Definition of drawdown, maximum drawdown, and maximum drawdown duration

A figure in Ernest P. Chan’s book, Quantitative trading: how to build your own algorithmic trading business¹, shows clearly what is drawdown, maximum drawdown, and maximum drawdown duration:

By June 11, 2024

S&P 500 price index (11 June, 2014 — 10 June, 2024)

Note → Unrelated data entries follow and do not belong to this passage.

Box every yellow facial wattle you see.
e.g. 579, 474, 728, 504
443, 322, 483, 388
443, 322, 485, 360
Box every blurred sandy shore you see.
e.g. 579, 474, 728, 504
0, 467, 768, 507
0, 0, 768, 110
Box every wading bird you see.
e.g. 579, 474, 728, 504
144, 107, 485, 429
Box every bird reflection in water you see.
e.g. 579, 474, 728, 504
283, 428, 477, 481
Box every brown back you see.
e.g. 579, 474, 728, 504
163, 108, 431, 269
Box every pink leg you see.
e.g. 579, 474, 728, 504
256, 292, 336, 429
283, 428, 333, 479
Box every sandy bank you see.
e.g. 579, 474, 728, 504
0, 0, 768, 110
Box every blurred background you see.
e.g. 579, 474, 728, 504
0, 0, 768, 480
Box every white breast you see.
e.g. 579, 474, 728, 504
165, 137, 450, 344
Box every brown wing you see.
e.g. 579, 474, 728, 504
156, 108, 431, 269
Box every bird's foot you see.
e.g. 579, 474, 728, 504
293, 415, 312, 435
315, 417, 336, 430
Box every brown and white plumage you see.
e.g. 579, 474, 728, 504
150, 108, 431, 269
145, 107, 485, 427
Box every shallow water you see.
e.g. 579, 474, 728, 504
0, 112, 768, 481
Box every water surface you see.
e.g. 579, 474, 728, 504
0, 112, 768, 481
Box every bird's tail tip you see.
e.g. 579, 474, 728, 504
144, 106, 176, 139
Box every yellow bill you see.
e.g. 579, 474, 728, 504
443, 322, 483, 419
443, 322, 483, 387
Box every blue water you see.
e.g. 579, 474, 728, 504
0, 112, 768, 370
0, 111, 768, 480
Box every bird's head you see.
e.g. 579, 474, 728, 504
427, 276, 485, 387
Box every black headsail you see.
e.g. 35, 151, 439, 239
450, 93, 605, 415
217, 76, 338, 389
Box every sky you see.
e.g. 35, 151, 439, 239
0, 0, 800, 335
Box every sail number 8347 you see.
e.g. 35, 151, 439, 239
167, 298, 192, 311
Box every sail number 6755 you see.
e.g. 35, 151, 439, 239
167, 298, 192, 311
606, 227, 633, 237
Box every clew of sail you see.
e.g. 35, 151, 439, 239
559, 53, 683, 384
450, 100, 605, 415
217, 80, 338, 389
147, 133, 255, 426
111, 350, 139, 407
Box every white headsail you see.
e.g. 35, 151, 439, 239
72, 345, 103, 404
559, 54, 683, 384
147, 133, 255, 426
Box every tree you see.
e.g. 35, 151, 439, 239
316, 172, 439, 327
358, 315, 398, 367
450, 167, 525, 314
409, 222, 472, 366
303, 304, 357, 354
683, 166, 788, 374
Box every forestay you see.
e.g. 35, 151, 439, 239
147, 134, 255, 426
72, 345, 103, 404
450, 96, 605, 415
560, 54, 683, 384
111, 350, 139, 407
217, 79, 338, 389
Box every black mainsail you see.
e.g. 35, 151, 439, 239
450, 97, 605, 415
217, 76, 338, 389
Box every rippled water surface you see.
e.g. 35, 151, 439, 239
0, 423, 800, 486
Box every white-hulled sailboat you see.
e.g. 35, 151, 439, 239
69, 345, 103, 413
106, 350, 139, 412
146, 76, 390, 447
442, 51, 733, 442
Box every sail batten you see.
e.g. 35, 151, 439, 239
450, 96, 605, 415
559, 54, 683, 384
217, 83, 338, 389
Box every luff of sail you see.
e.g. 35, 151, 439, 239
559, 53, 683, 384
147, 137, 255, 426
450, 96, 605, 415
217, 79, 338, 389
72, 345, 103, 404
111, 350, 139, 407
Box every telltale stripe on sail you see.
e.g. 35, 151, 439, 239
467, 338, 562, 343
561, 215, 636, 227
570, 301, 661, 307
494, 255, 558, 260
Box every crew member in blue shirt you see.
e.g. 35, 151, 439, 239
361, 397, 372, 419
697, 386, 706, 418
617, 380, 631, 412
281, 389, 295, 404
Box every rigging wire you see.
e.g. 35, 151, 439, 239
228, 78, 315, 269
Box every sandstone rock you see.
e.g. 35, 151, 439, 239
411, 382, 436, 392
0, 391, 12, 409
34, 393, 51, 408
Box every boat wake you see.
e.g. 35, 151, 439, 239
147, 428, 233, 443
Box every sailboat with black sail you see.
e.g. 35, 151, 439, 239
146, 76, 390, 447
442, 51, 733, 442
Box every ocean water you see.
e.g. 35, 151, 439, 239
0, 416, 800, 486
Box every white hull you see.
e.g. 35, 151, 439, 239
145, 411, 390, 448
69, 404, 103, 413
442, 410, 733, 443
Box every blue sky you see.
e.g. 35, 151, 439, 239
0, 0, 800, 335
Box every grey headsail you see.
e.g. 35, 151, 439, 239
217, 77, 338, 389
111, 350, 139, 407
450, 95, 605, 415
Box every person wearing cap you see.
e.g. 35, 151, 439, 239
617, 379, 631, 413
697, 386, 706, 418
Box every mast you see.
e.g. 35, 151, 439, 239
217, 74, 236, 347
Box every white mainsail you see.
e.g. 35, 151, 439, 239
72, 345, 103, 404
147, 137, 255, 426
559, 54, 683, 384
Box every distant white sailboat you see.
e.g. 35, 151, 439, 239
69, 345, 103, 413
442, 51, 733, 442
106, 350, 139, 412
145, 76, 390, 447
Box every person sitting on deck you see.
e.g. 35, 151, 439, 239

script1.m, to retrieve series from FRED server²:

clc,clear,close all

% Retrieve S&P 500 series
helperRetrieveAndSaveSeries("SP500")

function helperRetrieveAndSaveSeries(seriesID)
matName = sprintf("%s_%s.mat",seriesID,string(datetime("now","Format","yyyyMMdd")));

if ~exist(matName,"file")
    % Connect to the FRED data server
    connection = fred("https://research.stlouisfed.org/fred2/");

    % Retrieve series
    series = fetch(connection,seriesID);

    % Close FRED connection
    close(connection)

    % Preprocess Series
    dateOfSeries = datetime(series.Data(:,1),"ConvertFrom","datenum");
    indexOfSeries = series.Data(:,2);

    save(matName,"dateOfSeries","indexOfSeries")
end
end

script2.m, to visualize:

clc,clear,close all

seriesID = "SP500";
matName = sprintf("%s_%s.mat",seriesID,string(datetime("now","Format","yyyyMMdd")));

if exist(matName,"file")
    series = load(matName);
    helperVisualize(series.dateOfSeries,series.indexOfSeries,seriesID)
end
exportgraphics(gcf,seriesID+".jpg","Resolution",900)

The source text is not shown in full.